東京教育研が運営する鉄緑会は、最難関大学を目指す中学1年生から高校3年生を対象とした集団受験指導塾。中高6年一貫の独自カリキュラムにより、2026年度は東京大学合格者584名(占有率20%)、うち最難関とされる理科三類において57名(占有率59%)という、きわめて高い合格実績を誇る。東大・京大出身率100%を誇る専任講師陣や、独自の指定校制度がもたらす国内最優秀レベルの生徒層が他社を寄せ付けない競争優位性を形成している。また、鉄緑会卒業生が同塾の学生講師や自らの子供の入塾を勧める「循環型ビジネスモデル」も、圧倒的なブランド力の源泉となっている。

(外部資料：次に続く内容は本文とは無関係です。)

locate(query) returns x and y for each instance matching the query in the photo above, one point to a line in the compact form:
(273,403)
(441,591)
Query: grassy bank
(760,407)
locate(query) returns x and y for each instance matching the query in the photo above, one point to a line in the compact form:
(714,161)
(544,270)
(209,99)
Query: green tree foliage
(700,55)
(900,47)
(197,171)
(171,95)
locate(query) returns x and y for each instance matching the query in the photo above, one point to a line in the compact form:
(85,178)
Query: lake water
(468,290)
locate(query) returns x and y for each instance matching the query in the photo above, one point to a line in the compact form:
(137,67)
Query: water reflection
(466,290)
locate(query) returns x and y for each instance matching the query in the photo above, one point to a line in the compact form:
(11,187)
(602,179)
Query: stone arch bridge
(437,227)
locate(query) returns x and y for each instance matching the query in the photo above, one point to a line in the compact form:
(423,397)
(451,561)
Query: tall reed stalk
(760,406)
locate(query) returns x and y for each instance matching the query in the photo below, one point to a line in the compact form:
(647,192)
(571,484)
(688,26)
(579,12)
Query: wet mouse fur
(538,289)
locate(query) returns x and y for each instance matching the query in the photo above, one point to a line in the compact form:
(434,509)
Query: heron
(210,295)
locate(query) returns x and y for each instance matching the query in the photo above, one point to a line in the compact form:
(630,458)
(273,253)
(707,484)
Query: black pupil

今後は、ヒューリックが東京都心部を中心とする優良立地に保有する不動産開発・運営ノウハウやネットワークを活用し、鉄緑会の拠点戦略を強化する。現在、校舎は代々木エリアや大阪、京都、西宮に限定されているが、既存エリアの拡充および将来的な新規出店をサポートし、持続的な成長を支援する。あわせて、リソー教育グループなど子供教育関連企業との事業連携も進める。また、鉄緑会が抱える卒業生や現役生といったトップ層の人的ネットワークを活用した、教育・人材関連サービスへの展開も視野に入れている。同社は、東京教育研の経営方針を尊重しつつ、グループの経営資源を最大限に活用して企業価値の向上を実現していくとしている。